Circulating microRNAs (miRNAs) have potential as early diagnostic biomarkers for invasive epithelial ovarian cancer. By combining two independent patient cohorts using a randomized stratification method, we were able to create training and testing sets with sufficient power to construct discriminatory models for the diagnosis of invasive epithelial ovarian cancer. Using this strategy, we found that machine learning using a neural network appears to be the best approach for analyzing this type of data because it is not biased by batch effects, data overfitting, or patient heterogeneity. In addition, this method elucidated relationships between analytes that would be missed by pairwise or linear correlation methods. The extent to which it offers a lead time advantage over other putative biomarkers remains to be proven, however, the strategy appears reliable, cost-effective, and hopefully scalable to the general population.
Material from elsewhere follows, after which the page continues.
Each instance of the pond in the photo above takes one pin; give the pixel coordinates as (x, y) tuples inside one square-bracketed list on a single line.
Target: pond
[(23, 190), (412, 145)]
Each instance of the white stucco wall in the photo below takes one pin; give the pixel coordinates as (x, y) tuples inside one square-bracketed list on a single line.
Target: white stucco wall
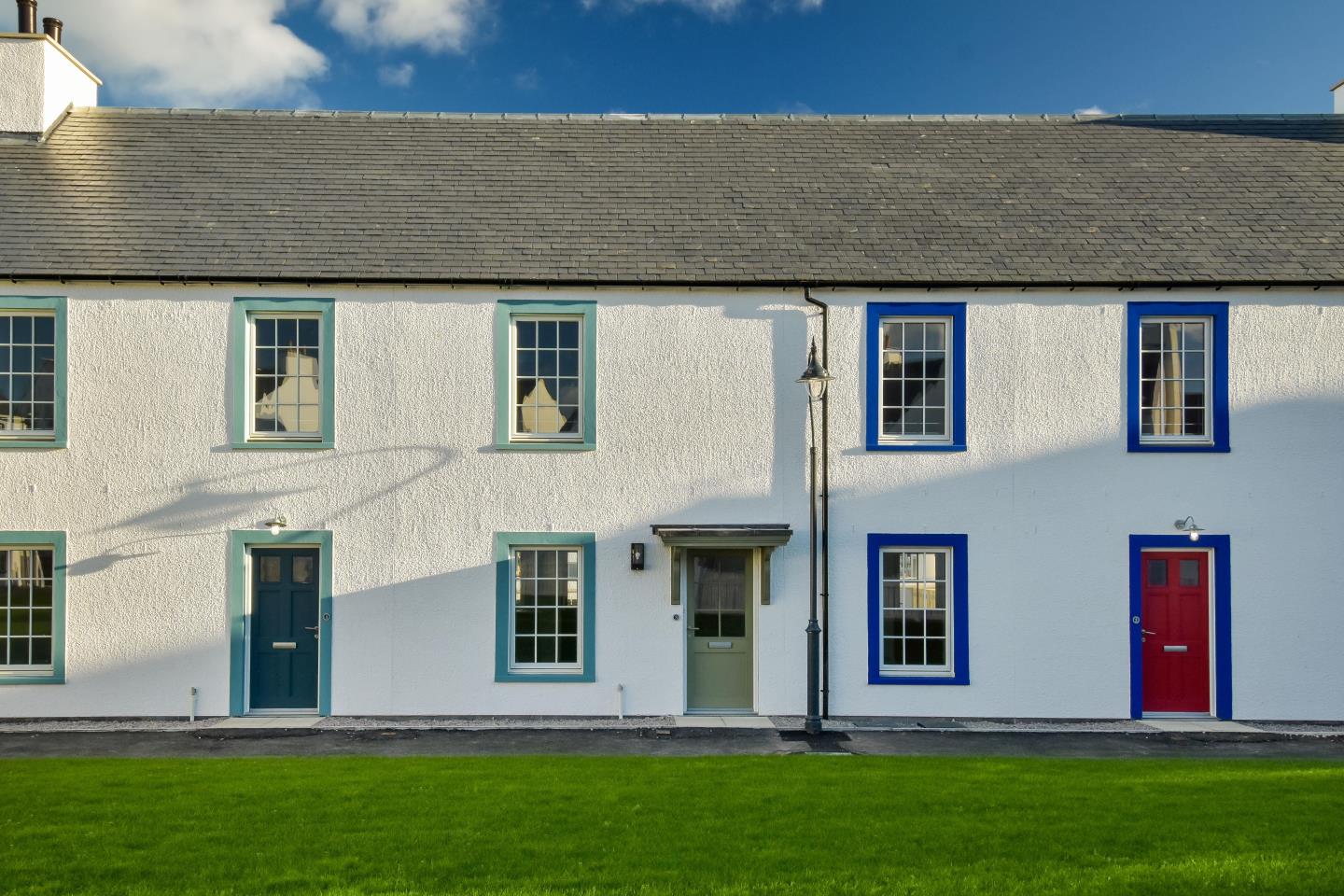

This suplementary software allows you to use our neural networks to predict diagnosis of invasive epithelial ovarian cancer (vs. controls and borderline) depending on the levels of selected miRNAs. This model scoring system has 4 modules (accoring to the type of data you want to provide as an input). This software is a part of paper entitled 'Diagnostic potential for a serum miRNA neural network for detection of ovarian cancer' and published in eLife 2017;6:e28932.
Module: miRNA sequencing data
Using next generation sequencing technology to profile all serum miRNA transcripts in 179 patient samples, we identified 192 miRNA species that could be reliably detected in human sera. We used these data to evaluate 11 independent machine learning algorithms and to select the modeling approach that could best discriminate among women with and without invasive epithelial ovarian cancer. A neural network machine learning approach presented here based on a subset of 14 miRNAs had the best performance characteristics with an area under the curve (AUC) of 0.90 (95% CI: 0.81-0.99). This model outperformed CA-125, and unlike other modeling approaches, was insensitive to clinical heterogeneity or batch effects.
This network requires the values of miRNA log-transformed expression levels in transcripts per million. Please note that log-transformed data should be provided as input (input = log10(tpm), where tpm is transcripts per million). Please refer to the full text of article for the interpretation of results.
Module: microarray data (GEO GSE94533)
After demonstating that the selected set of 14 microRNAs is sufficient to produce effective classifiers we tested both the dataset and the neural network framework on an independent dataset GSE31568 (Keller A et al.). The best neural network in terms of highest performance and lowest complexity had 4 neurons in the hidden layer. This neural network perfectly classified patients in the training set (AUC 1.00, 95%CI 1.00-1.00) and provided very good discriminatory power on the testing set (AUC 0.93, 95%CI 0.81-1.00). The neural network incorrectly classified one cancer sample as a control in the testing set which resulted in a sensitivity of 75% and specificity of 100%. This step assured us that the selected 14 miRNAs do in fact contain all the information needed for efficient diagnosis of ovarian cancer cases and that a properly trained neural network may use this information for near-perfect performance regardless of input data range or expression quantification algorithms.
Module: quantitative PCR
Having established that the 14 miRNA signature was sufficient to discriminate ovarian cancers, we attempted to calibrate a qPCR-based classifier using a neural network tailored to this quantification method. This produced a ROC AUC of 1.00 (95%CI 1.00-1.00) on the training set and 0.85 (95%CI 0.71-0.99) on the testing set, respectively.
Module: quantitative PCR (reduced set)
As qPCR has a lower sensitivity than sequencing, miRNAs values were undetectable for some miRNAs in some samples using this technique. We considered whether this might account for the lower AUC seen on the testing set using qPCR inputs rather than sequencing data. To minimize missing datapoints, we performed a global sensitivity analysis on the best neural network for qPCR data and iteratively removed the variables which did the least in terms of improving the classifier’s performance. Ultimately, we were able to reduce the neural network number of miRNAs down to 7 miRNAs (miR-92a, miR-450b, miR-335, miR-29a, miR-1307, miR-320c and miR-200c) and 4 normalizers.